Que tamanho tinha a península artificial quando foi construída?
O depósito inicial ocupou uma área muito maior do que uma reposição localizada de praia. A forma em gancho avançava para o mar e criava uma grande superfície exposta, preparada para ser remodelada pela própria dinâmica costeira em vez de permanecer com desenho fixo.
Os números iniciais mostram a escala do experimento:
- 21,5 milhões de m³: volume total de areia usado no projeto.
- 128 hectares: área aproximada criada na costa.
- 2 quilômetros: extensão inicial ao longo da linha costeira.
- Até 1 quilômetro: avanço da península artificial em direção ao mar.

O que aconteceu depois de dez anos de redistribuição natural?
A avaliação de longo prazo mostrou que o experimento cumpriu sua função de espalhar sedimento. A análise da evolução em dez anos registrou uma costa mais larga, crescimento das dunas e redistribuição contínua da areia para áreas próximas.
O método também reduz a frequência de grandes intervenções no mesmo trecho. Em reposições tradicionais, volumes menores precisam ser renovados periodicamente; no Motor de Areia, uma mega-alimentação costeira foi planejada para liberar sedimento aos poucos enquanto ondas, correntes e vento continuam trabalhando.
A península original vai continuar com a mesma forma?
Não. A mudança de formato é justamente parte do funcionamento.
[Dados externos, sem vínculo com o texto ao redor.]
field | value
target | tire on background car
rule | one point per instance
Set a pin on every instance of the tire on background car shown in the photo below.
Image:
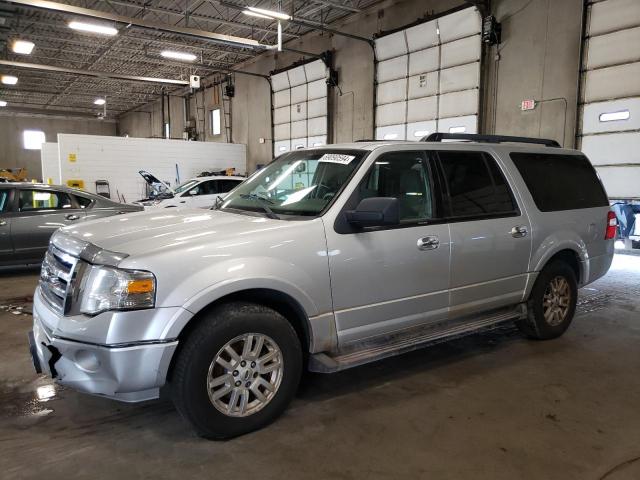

Conforme a areia sai do depósito inicial, a península fica menos parecida com o desenho de 2011, enquanto parte do material aparece em praias, bancos de areia e dunas situados ao redor.
O resultado é uma proteção que não depende de uma muralha imóvel. O Motor de Areia usa movimento como ferramenta: o mesmo mar que remove sedimentos também participa da redistribuição de uma reserva colocada de forma estratégica, reforçando a costa ao longo do tempo.